The offerings from satellites are still some ways off from being competitive with the level of speed and low latency that particularly 5G promises. However, recent breakthroughs suggest that satellites will, sooner than originally anticipated, be capable of providing cheap high bandwidth and low latency internet access to paying customers around the globe.
For especially small to medium-sized telecoms, it raises the question if local telecom infrastructure will be competitive with satellite broadband for long enough to warrant new investments. One solution that some telecoms have started to explore is joining forces with satellite internet providers. Financial analysis and projections may show that the cost of investments in infrastructure (broadband and 5G) in remote and rural areas outweigh the limited returns and related regulatory risks, such as permit requirements from regulators.
Other areas of uncertainty include what governments’ reaction will be to Starlink. Telecoms and frequency band administration have traditionally been highly regulated, on the level of national or regional markets. The question becomes what happens to things like the amortization of frequency operating licenses or the amortization of infrastructure? These are often resold between companies. If new competitors using satellite technologies can offer a competitive service in any market, it can massively shift financial projections and potential.
For telecoms, the developments lead to a need to revisit certain risk strategies and forecasts, as well as financial projections and growth strategies (including M&A and investment strategies) that may help them mitigate some of the new risks.
One example of how telecoms may look to address such risks is that Starlink will soon face increased competition. Several companies are investing in satellite broadband opportunities, including a joint investment by telecoms Vodafone Group and Rakuten in AST & Science, a satellite company working on solutions that allow 4G and 5G compatible phones to connect to low Earth orbit satellites.
How to React in a Changing Risk Landscape
The emergence of new competitors as a central risk is mentioned by telecoms companies across the world as a prime risk in the newest edition of the BDO Telecoms Risk Survey. 90.2% of all companies surveyed identified increased competition as a top risk. 100% of the US companies surveyed identified it as a top risk. In both areas, competition from technology companies is mentioned as a prime risk factor.
In all cases, the adoption of new technology is seen as a way to mitigate some of the risks that telecoms face. 5G still has massive potential and can deliver high-speed connections with a density that satellites will struggle to match — at least for years to come. And there is nothing in the way of telecoms investing in R&D or M&A to continually expand 5G use cases.
Other risk mitigation initiatives or strategies to implement or expand include:
- Analyse and evaluate industry trends and market players to identify and take advantage of new opportunities.
- Monitor market value propositions, including current and potential future risks that will affect earning potential of solutions and services.
- Continual investment in internal R&D, potentially complemented by M&A to continually evolve your company’s product portfolio.

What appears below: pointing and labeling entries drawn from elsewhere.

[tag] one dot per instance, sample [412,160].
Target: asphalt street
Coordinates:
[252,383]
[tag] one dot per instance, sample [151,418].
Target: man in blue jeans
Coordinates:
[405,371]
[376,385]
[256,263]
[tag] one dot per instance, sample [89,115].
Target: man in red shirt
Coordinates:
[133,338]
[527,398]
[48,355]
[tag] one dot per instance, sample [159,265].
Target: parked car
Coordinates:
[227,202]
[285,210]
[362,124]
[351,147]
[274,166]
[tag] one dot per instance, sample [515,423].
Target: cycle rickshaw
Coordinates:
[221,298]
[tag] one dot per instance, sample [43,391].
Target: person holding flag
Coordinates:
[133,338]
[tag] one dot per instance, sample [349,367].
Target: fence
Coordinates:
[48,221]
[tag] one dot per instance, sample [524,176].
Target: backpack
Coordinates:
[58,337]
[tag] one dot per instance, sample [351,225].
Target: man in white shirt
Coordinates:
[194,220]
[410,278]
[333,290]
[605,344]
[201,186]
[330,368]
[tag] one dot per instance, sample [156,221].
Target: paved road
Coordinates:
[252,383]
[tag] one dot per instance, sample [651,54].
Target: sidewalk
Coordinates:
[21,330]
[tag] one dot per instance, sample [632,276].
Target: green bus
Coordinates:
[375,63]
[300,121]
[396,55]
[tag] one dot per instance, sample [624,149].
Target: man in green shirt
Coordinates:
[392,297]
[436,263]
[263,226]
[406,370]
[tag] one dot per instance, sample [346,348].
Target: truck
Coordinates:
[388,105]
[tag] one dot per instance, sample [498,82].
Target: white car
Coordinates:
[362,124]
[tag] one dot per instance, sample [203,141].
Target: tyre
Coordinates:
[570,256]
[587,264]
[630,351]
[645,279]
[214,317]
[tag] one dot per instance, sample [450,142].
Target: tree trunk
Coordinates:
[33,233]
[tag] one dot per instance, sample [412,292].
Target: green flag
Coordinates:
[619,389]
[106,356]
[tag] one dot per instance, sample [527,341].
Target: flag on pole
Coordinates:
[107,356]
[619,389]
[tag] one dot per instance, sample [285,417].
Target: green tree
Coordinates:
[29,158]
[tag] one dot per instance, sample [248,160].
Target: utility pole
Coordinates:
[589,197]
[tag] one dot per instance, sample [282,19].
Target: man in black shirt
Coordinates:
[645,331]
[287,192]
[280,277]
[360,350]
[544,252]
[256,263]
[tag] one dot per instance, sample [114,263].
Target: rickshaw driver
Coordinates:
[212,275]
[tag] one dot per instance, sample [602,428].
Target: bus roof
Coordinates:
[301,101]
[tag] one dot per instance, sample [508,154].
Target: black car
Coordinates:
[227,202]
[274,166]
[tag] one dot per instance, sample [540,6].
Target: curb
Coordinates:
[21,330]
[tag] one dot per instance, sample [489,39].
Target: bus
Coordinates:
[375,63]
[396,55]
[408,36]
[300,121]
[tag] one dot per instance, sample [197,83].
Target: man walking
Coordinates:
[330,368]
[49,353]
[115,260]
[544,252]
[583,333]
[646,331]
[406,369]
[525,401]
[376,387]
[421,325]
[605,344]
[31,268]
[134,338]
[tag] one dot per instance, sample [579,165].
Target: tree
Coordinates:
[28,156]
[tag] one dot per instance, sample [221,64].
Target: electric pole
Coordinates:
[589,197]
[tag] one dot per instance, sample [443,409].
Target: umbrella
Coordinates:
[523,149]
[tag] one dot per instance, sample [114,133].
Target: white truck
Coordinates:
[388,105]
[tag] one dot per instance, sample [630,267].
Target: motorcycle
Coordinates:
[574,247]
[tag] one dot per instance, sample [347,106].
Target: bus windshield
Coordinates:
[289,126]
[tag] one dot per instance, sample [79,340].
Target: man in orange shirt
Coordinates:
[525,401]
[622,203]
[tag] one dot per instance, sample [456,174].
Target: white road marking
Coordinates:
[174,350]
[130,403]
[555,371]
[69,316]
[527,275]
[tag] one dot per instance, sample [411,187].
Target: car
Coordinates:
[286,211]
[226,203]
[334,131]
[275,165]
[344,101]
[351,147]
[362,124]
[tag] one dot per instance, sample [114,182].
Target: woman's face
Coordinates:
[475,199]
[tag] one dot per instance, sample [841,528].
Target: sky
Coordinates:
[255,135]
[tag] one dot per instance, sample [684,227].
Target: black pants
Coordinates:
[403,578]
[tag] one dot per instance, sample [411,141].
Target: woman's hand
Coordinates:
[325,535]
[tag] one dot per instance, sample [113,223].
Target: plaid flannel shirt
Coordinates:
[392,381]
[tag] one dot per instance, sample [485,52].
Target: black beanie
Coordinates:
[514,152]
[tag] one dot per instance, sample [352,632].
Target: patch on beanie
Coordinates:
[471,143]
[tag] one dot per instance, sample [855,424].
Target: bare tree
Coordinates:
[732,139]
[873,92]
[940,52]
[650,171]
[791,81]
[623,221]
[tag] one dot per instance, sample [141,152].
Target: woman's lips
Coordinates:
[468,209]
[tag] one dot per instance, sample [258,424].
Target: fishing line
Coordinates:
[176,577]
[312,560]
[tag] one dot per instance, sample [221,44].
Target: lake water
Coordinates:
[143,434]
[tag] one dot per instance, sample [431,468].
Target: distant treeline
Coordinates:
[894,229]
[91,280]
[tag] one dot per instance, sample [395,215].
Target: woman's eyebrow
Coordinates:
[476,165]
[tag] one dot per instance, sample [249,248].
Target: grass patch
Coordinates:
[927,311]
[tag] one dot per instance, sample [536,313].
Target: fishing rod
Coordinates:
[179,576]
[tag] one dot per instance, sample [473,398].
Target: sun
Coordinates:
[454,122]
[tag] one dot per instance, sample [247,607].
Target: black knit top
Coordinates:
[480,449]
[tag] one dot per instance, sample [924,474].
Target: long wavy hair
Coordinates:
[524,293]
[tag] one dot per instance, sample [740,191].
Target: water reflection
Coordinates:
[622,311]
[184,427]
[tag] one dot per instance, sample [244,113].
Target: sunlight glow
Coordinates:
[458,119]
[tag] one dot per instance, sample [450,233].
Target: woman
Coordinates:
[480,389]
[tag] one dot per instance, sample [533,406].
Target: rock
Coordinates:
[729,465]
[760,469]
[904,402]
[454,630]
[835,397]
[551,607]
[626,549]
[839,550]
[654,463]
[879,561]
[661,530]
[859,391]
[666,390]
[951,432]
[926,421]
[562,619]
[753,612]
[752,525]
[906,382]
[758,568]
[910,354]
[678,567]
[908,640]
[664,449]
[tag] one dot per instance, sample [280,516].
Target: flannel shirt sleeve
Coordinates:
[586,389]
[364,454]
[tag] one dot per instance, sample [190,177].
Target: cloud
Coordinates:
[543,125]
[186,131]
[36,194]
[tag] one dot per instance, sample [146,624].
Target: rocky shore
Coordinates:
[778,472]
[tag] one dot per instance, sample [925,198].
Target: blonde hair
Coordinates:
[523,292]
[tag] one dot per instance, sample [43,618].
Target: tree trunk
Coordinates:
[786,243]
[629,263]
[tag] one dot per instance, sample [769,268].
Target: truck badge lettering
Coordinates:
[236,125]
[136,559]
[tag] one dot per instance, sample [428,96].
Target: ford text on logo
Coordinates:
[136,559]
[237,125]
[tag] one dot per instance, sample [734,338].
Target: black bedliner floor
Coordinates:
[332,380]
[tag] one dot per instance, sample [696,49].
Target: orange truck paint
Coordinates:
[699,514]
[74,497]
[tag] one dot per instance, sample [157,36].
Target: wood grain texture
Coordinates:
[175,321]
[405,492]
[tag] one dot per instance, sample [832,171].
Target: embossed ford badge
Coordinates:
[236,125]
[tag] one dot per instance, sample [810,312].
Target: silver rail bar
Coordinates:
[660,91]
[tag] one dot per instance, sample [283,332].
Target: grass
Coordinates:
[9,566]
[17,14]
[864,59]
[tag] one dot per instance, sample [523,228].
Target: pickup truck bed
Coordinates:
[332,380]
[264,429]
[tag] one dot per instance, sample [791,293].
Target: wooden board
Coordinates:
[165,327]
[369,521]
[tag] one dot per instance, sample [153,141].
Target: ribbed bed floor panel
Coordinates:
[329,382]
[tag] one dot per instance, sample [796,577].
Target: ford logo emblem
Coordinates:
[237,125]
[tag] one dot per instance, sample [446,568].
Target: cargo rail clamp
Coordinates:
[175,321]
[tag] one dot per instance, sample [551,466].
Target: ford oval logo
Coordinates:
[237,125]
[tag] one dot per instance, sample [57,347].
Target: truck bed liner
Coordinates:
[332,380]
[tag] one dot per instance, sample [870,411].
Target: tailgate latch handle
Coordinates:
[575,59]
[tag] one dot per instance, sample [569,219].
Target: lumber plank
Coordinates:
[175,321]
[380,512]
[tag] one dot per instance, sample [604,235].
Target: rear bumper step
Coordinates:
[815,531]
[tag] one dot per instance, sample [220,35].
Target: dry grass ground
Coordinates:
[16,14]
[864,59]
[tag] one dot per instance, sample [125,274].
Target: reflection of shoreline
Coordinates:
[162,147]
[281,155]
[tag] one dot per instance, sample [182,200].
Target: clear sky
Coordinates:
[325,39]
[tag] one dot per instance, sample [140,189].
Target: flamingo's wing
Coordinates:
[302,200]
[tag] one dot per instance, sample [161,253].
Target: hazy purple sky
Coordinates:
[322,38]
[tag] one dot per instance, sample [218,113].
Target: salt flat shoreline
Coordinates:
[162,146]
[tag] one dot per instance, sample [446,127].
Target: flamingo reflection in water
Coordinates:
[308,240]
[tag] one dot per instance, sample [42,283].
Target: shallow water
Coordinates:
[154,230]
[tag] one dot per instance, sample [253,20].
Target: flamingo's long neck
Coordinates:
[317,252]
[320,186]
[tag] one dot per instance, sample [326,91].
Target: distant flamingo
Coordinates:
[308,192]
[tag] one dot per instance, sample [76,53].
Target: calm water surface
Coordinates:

- Customer due diligence on changes to demands and preferences which create or limit future earning potential.
Furthermore, future planning and risk management scenarios may be a good way of testing the setup and whether you are prepared. Look at where technology and the industry are going. Another approach that some telecoms may try is to create a red team that looks at how current offerings and projections for earnings may be disrupted by innovative new solutions.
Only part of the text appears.